As consequências do seu acto temerário, pôde Mário Dionísio começar a medi-las, pouco depois, quando um “amigo” o avisou: “Nunca mais farás nada”. E em Novembro de 1952, como se não tivesse saído pelo seu pé da condição de militante, foi avisado de que o Secretariado do Partido tinha decidido expulsá-lo. Tal “expulsão” (sem efeitos práticos porque o “expulso” tinha saído voluntariamente) foi um acto de hostilidade que conheceu depois outros episódios. Mário Dionísio conta na sua Autobiografia que, durante um curso sobre pintura que realizou na Faculdade de Ciências de Lisboa, em 1953, um indivíduo começara a dizer para a restante plateia: “Um tipo bestial. È pena como se portou enquanto esteve preso. Meteu muita gente dentro." Ora Mário Dionísio nunca tinha sido preso.

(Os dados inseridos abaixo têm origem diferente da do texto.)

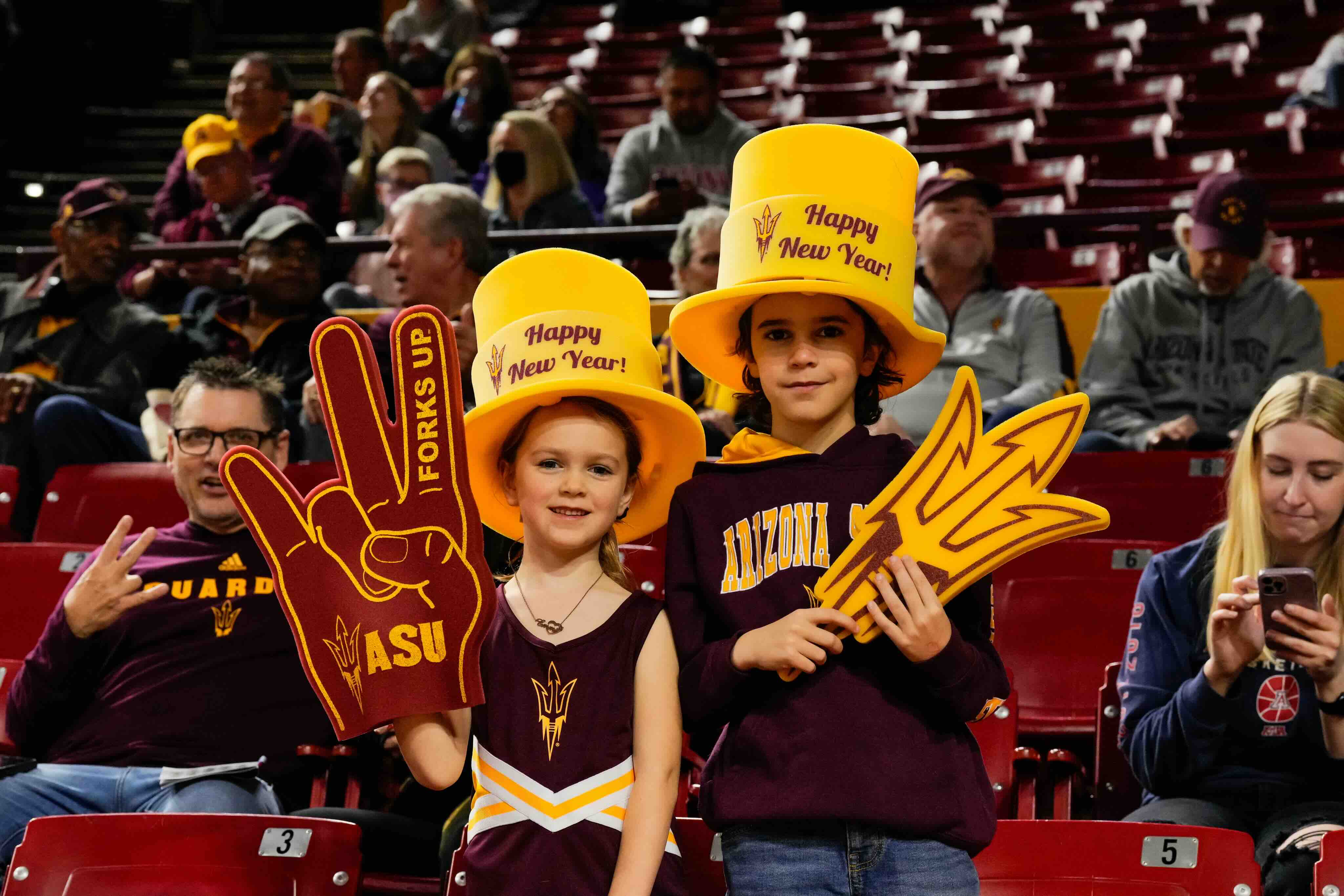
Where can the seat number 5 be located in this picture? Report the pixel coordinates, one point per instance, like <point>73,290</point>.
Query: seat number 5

Em 1960, o PCP reconhece a injustiça e o sectarismo com que alguns quadros intelectuais foram expulsos e faz alguns esforços de correcção (o historiador João Madeira refere-os numa comunicação que apresentou no Congresso sobre Mário Dionísio; é aliás essa comunicação que me ajuda nesta breve reconstituição). É então que Mário Dionísio recebe uma carta de Álvaro Cunhal, que começa assim: “Amigo: já não nos vemos há um par de anos." O tom amistoso e elegante mantém-se até ao fim da carta, movida pelo “desejo de conversar consigo”. Ao convite de Cunhal responde Mário Dionísio exprimindo uma mágoa nunca curada: “Nunca mais poderei esquecer a triste experiência pessoal, na qual me foi dado ver aquilo que nunca podia julgar possível deste lado: a intriga, a deslealdade, a mentira, a falta de carácter, a sofreguidão do prestigiozinho pessoal." E recusou o convite, rematando: “Não julgue que recebi com indiferença a carta amiga dum amigo” (as duas cartas também estão publicadas no catálogo já referido). Publicamente, Mário Dionísio nunca teve palavras tão duras para com o Partido a que pertencera e manteve-se até ao fim “simpatizante”, como tinha decidido logo nesse ano de 1952.